Why is today’s picture different? First, the current pickup in inflation is driven by the restart, not rising energy prices. Supply capacity has been slow to come back online, resulting in bottlenecks and price pressures. Second, growth has room to run, we believe, with global activity well below its long-run potential. Supply will eventually rise to meet demand, instead of the 1970s experience of demand going down to meet supply. Third, resurgent activity is increasing demand for oil and driving prices higher. Again, this is the exact opposite of the 1970s, when higher oil prices harmed economic activity.

We expect the restart pressures to persist well into 2022 before eventually subsiding as near-term supply-demand imbalances ease. There are factors beyond the restart that could add to this persistence: the consolidation in the resources industry, capital discipline by producers, years of underinvestment in production capacity, and perhaps the shift to more sustainable energy sources. The series of shocks provide a glimpse of what a disorderly transition to a more sustainable world could look like, with a risk of commodities volatility jumping to other asset classes – and a resulting increase of risk premia across the board. This underscores our 2021 Outlook theme the Journey to net zero.

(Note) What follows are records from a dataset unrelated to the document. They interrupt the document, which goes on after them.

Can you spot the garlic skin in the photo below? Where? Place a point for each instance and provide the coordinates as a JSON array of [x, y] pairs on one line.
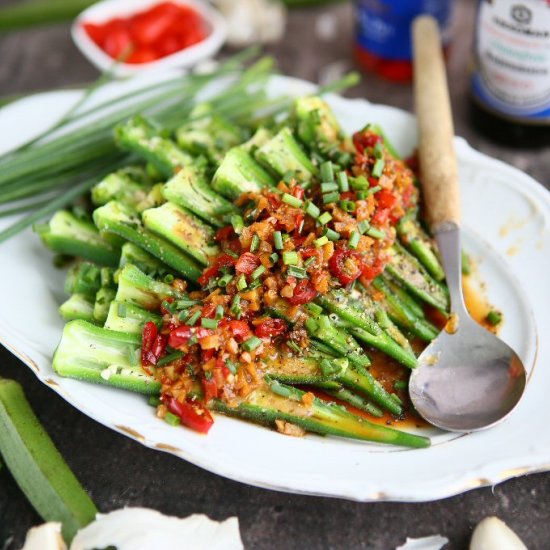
[[253, 21], [45, 537], [145, 529], [492, 533]]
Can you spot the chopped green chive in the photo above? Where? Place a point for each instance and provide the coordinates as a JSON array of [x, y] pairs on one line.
[[241, 283], [277, 240], [193, 318], [314, 309], [235, 308], [359, 183], [347, 206], [326, 187], [186, 302], [255, 243], [324, 218], [232, 367], [172, 419], [238, 223], [343, 182], [209, 323], [375, 233], [292, 201], [494, 317], [321, 241], [332, 235], [154, 400], [354, 239], [252, 343], [298, 272], [363, 226], [258, 272], [290, 258], [373, 190], [294, 346], [169, 358], [331, 197], [288, 176], [312, 210], [225, 280], [378, 168], [327, 174]]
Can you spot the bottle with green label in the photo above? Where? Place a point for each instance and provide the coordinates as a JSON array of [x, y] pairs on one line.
[[510, 81]]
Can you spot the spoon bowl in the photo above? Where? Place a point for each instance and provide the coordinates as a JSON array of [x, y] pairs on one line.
[[467, 379]]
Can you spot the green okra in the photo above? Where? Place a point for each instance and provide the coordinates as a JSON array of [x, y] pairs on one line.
[[239, 173], [183, 230], [189, 189], [124, 222], [129, 318], [412, 275], [95, 354], [78, 306], [269, 404], [139, 136], [38, 467], [282, 154], [137, 288], [68, 234]]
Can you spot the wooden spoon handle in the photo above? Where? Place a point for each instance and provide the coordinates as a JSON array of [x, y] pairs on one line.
[[439, 172]]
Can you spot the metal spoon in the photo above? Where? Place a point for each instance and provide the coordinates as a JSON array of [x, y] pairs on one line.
[[467, 379]]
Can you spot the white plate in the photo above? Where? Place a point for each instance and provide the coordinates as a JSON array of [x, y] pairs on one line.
[[506, 217]]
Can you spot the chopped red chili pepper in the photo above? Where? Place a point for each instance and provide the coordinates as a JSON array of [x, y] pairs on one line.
[[270, 328], [362, 140], [149, 334], [303, 293], [210, 389], [191, 414], [247, 263], [239, 329], [180, 336], [385, 199], [223, 260], [345, 264], [369, 272]]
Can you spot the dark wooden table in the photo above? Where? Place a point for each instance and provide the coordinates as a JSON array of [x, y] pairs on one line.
[[119, 472]]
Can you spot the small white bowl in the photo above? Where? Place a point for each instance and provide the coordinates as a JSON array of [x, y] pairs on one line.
[[109, 9]]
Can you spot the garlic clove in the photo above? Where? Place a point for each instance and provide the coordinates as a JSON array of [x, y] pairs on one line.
[[45, 537], [493, 534]]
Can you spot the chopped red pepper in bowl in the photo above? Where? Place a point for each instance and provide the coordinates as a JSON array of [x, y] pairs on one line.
[[146, 33]]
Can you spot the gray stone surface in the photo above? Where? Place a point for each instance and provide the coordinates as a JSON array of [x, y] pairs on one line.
[[119, 472]]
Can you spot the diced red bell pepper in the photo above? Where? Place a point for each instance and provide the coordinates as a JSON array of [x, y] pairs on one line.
[[192, 414], [270, 328], [247, 263], [180, 336], [148, 337], [240, 330], [345, 264], [209, 388], [303, 293]]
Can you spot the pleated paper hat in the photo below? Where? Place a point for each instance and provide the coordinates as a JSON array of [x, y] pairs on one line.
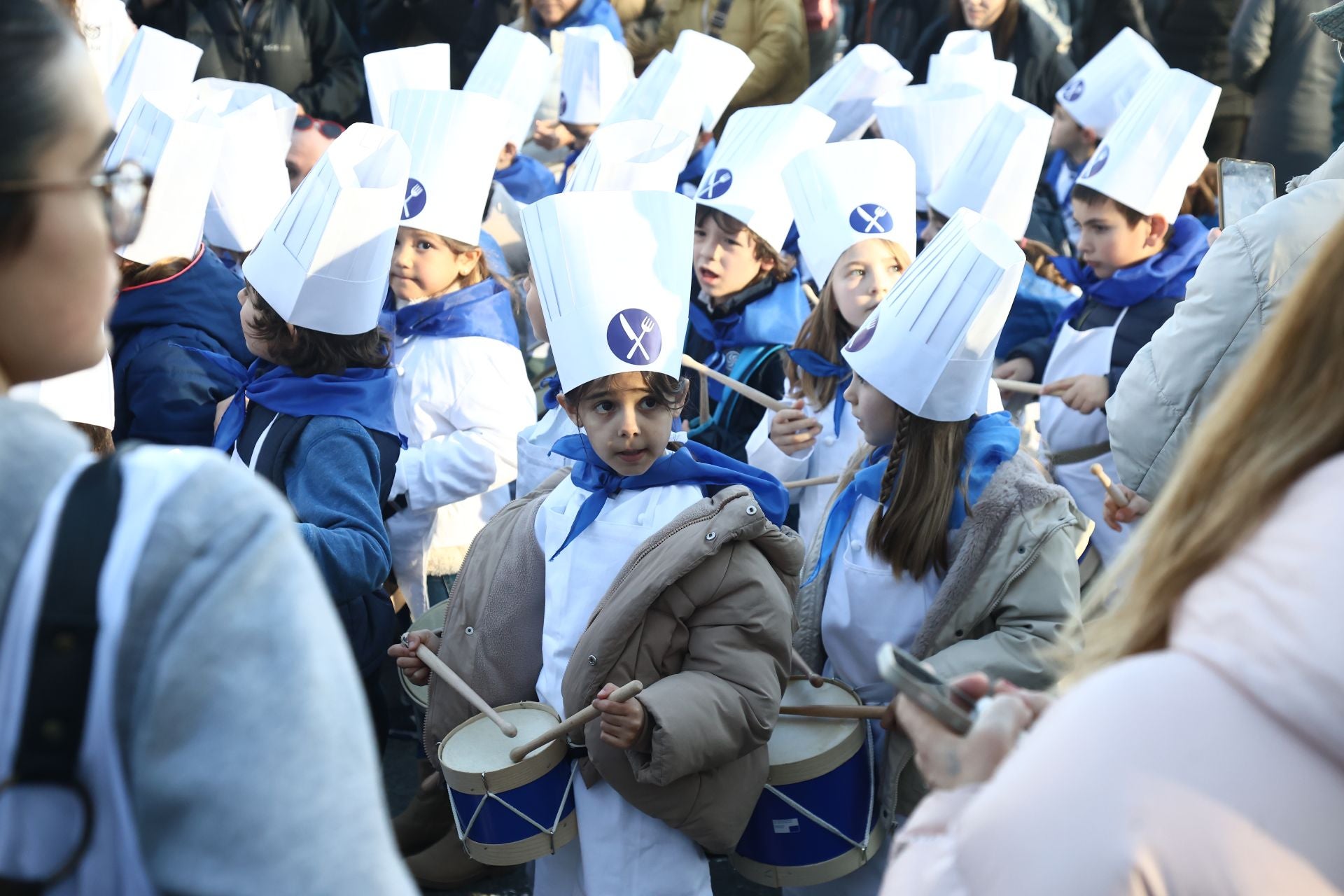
[[933, 122], [324, 261], [720, 67], [1156, 149], [454, 139], [848, 89], [515, 67], [178, 140], [1097, 94], [930, 344], [997, 169], [424, 67], [153, 61], [631, 156], [844, 194], [745, 175], [616, 304]]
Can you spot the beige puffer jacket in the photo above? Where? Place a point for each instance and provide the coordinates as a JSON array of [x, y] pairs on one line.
[[1004, 605], [702, 614]]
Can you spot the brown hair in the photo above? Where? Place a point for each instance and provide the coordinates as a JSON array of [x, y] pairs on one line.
[[311, 352], [824, 332], [1276, 419], [762, 250], [910, 528], [1003, 30]]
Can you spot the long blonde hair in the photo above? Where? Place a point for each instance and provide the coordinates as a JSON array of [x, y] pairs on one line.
[[1278, 416]]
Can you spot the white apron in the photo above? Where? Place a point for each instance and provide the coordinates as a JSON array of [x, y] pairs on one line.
[[619, 849], [36, 830], [1065, 429]]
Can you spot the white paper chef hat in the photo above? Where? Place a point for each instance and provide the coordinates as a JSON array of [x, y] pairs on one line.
[[720, 67], [844, 194], [84, 397], [424, 67], [848, 89], [1156, 149], [324, 261], [1100, 90], [454, 139], [515, 67], [933, 122], [666, 93], [930, 344], [631, 156], [153, 61], [997, 169], [620, 302], [743, 178], [594, 74], [178, 140]]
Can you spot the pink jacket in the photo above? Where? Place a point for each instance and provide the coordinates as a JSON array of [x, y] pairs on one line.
[[1215, 766]]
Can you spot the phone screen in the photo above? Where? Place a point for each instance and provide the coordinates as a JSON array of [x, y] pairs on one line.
[[1245, 187]]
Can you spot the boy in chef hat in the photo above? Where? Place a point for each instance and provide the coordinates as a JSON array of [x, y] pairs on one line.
[[855, 207], [939, 488], [1086, 108], [1136, 255], [748, 300], [648, 561], [315, 413]]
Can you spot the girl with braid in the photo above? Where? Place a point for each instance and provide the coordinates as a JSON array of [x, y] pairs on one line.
[[941, 538]]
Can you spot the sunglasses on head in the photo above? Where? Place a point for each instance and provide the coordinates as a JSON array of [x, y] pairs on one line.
[[328, 130]]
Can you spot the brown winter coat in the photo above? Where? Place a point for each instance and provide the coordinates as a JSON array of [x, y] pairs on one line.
[[702, 614]]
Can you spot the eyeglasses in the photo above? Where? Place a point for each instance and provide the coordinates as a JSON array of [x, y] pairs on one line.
[[328, 130], [124, 194]]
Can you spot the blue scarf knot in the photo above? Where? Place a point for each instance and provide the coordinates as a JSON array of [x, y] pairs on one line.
[[691, 465]]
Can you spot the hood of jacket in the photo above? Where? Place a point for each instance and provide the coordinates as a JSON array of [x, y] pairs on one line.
[[202, 296]]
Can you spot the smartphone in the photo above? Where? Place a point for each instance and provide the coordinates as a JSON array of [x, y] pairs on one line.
[[1243, 188], [930, 692]]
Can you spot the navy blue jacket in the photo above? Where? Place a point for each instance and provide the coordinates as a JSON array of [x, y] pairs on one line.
[[164, 394]]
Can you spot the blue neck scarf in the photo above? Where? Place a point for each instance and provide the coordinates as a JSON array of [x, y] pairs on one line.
[[1163, 276], [362, 394], [991, 441], [818, 365], [484, 309], [691, 465]]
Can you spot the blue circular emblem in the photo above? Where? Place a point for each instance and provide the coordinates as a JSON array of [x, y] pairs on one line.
[[872, 218], [635, 337], [1102, 158], [414, 202], [715, 184]]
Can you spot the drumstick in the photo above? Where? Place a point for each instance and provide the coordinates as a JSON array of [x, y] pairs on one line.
[[741, 388], [813, 679], [1117, 495], [456, 682], [580, 719], [816, 480], [1018, 386], [834, 713]]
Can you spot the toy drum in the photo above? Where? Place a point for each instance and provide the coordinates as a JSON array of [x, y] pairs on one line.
[[430, 620], [815, 818], [510, 813]]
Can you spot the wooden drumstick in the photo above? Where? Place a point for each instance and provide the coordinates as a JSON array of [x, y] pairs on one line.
[[456, 682], [1018, 386], [580, 719], [1117, 495], [741, 388], [835, 713]]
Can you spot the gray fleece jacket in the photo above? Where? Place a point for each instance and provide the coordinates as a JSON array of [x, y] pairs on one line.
[[241, 718]]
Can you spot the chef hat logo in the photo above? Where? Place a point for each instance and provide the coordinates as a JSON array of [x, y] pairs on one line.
[[872, 218], [414, 200], [717, 184]]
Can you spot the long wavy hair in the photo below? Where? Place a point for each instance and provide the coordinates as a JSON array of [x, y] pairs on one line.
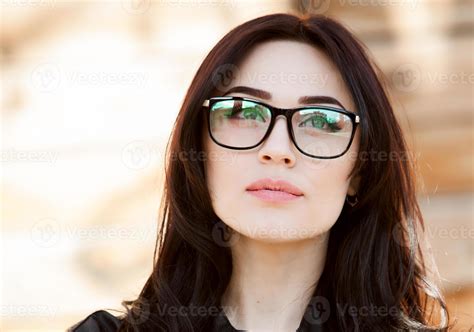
[[375, 255]]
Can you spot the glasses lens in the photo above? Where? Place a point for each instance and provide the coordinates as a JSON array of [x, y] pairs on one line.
[[239, 123], [321, 132]]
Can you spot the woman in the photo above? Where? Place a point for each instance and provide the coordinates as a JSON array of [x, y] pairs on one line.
[[289, 200]]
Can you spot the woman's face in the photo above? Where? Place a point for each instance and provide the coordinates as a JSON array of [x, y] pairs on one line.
[[287, 70]]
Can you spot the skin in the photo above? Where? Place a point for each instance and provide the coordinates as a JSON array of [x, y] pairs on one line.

The risk is that markets and central banks misread the current shocks, leading to fast-rising inflation expectations or premature monetary tightening. We believe central banks with credible inflation frameworks will largely look through the restart price pressures – and avoid a premature tightening that hurts growth but does nothing to address the bottlenecks. We expect this to play out differently around the world, and could see central banks that worry about their handle on inflation expectations take a more hawkish approach than others.

The bottom line: There are persistent inflationary forces at play today. We see the restart price pressures eventually resolving themselves, and believe central banks with credible policy frameworks will look through most of them. Our New nominal investment theme keeps us moderately pro-risk on a tactical basis, even as we see a narrower path for risk assets to move higher. The inflation spike could result in inflation expectations spiraling upward, central banks tightening policy prematurely - or markets pricing in either of these outcomes before they actually happen. We are underweight government bonds as we expect yields to gradually catch up to the reality of the strong restart. On a strategic horizon, we still see a shift to a moderately higher inflation regime amid structural cost pressures and the ongoing policy revolution – the unprecedented coordination between monetary and fiscal policy. This keeps us preferring inflation-protected securities over nominal bonds.